Monday, February 19, 2024

Taking hold of whatever the brain offers you

Had a great day yesterday rewriting and revising some of the chapters I've written so far for the latest book in the Grimhilderness series 

At present I have around seven and a half chapters in draft form, and still no idea about some of the things the characters have mentioned, or how the whole story will work out. I have an inkling of what the end will be, but nothing more. 

This isn’t unusual. With The Disenchanted Wizard I only knew, from early on, that the wizard who’d escaped the map would be put back in it. Hardly a rousing climax, you might say. But by the time the book was finished, the climax took place in the middle of a football match in a stadium. The wizard had by this time caused chaos in the large crowd, and this wasn’t to change until he was dealt with. 

Equally, with The Counterfeit Queen, I always had a thought in mind that there’d be a Dragon involved in the final battle. The only problem was there was no Dragon in the book at all until year four of the writing! 

It pays to note down these wisps of ideas, even if you can’t work out in advance how that wisp is going to come to fruition.

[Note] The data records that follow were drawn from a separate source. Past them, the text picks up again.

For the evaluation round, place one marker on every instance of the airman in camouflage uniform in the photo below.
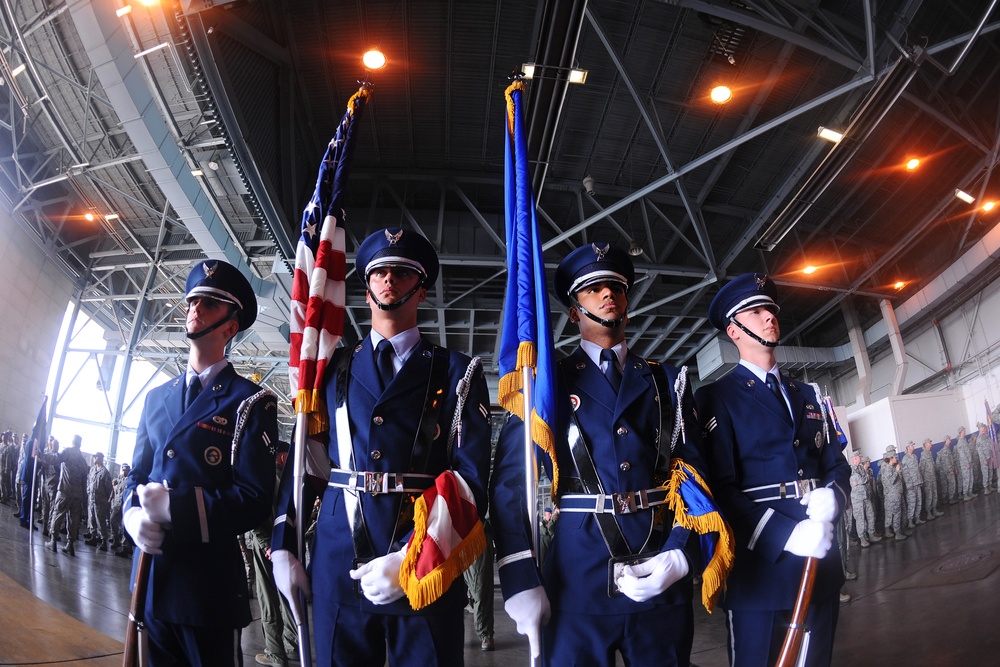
(892, 492)
(912, 481)
(8, 466)
(864, 516)
(963, 454)
(984, 448)
(99, 503)
(50, 484)
(929, 473)
(117, 496)
(947, 475)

I know most writing books say you can’t set out until you know how the book is going to end. If that was the case I’d have written nothing. All I knew about the current book was that there were three lead boxes involved somewhere. At first I thought they contained three corpses, including the supposed corpse of one of the main characters. That changed in a moment when the boxes turned out to be much smaller than I’d originally envisaged, and when opened, had something altogether different inside.

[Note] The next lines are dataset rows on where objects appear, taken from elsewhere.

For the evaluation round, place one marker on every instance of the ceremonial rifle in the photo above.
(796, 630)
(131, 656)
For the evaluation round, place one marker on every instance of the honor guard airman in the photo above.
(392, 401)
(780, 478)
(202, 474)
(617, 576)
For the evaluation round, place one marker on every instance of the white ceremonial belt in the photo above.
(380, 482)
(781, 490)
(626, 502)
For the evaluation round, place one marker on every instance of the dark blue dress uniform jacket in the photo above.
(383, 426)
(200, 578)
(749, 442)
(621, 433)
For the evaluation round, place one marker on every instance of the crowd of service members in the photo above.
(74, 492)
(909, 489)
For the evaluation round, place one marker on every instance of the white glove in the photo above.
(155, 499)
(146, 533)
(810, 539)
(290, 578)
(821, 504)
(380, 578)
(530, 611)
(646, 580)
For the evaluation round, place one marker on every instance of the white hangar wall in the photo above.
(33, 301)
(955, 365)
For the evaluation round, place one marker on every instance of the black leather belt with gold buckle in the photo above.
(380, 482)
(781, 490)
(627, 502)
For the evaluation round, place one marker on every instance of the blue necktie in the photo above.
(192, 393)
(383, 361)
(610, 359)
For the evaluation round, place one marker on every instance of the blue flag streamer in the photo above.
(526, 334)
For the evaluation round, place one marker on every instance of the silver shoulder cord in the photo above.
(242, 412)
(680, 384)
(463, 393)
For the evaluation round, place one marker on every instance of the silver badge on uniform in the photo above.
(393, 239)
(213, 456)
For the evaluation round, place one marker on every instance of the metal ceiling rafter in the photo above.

I don’t regard myself as a ‘pantser’ in the complete sense. Pantsers, to me, sit down and write the first draft without much thought as to how it will all pan out. Then they basically start all over.

In my case, however, I find that by writing a few chapters, then going back and making notes on them, picking up clues as to what might move the story forward, placing characters in situations that only occur to me as I write, discovering the significance of those places and more is what gives me – very slowly – a story. 

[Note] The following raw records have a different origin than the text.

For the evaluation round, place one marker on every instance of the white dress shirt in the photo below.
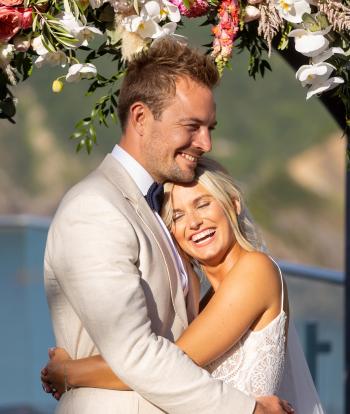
(144, 181)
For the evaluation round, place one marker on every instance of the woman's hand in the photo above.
(53, 375)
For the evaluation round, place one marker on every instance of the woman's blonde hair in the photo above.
(214, 178)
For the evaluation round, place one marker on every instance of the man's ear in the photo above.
(138, 116)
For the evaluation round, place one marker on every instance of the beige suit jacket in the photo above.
(113, 288)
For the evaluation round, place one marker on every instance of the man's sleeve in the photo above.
(94, 252)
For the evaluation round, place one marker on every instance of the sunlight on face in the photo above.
(200, 225)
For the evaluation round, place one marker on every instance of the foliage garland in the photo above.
(36, 33)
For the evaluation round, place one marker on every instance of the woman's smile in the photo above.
(200, 225)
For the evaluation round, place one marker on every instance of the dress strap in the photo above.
(282, 282)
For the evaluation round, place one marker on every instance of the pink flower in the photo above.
(197, 7)
(10, 2)
(12, 20)
(27, 17)
(225, 32)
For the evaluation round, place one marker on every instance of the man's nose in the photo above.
(203, 139)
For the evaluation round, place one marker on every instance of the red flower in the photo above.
(10, 2)
(12, 20)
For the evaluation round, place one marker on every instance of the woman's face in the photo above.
(200, 225)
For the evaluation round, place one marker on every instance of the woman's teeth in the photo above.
(188, 156)
(203, 236)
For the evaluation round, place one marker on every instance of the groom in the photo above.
(114, 281)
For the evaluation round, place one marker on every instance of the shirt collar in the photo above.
(141, 177)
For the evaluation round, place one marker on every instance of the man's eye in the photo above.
(204, 204)
(192, 127)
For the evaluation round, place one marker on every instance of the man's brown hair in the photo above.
(151, 76)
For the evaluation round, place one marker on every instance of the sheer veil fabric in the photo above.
(297, 385)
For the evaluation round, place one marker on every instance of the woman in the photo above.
(240, 336)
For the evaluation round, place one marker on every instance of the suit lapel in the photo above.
(115, 173)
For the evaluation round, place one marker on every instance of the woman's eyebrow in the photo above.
(195, 201)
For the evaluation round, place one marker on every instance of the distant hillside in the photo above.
(275, 144)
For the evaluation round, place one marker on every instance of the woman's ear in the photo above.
(138, 116)
(237, 205)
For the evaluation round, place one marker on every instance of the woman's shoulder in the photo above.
(259, 269)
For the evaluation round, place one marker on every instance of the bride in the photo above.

After a few chapters I can see one or two things clicking into place. Rewriting the chapters in the light of that helps me get a better picture of where we’re going. But dropping ideas into the draft that I haven’t given any thought to also propels the story forward. I have to take a step back and ask what these things mean, whether they’re truly of use, whether some other version of them will be more accurate and so on.

So, for me, writing a chapter or three gives me an impetus to keep going. Chewing over the things in those chapters gives me further ideas and connections. Carrying forward into the unknown again opens up new possibilities. Avoiding doing things I’ve done before also helps. 

What’s your approach to getting up and running?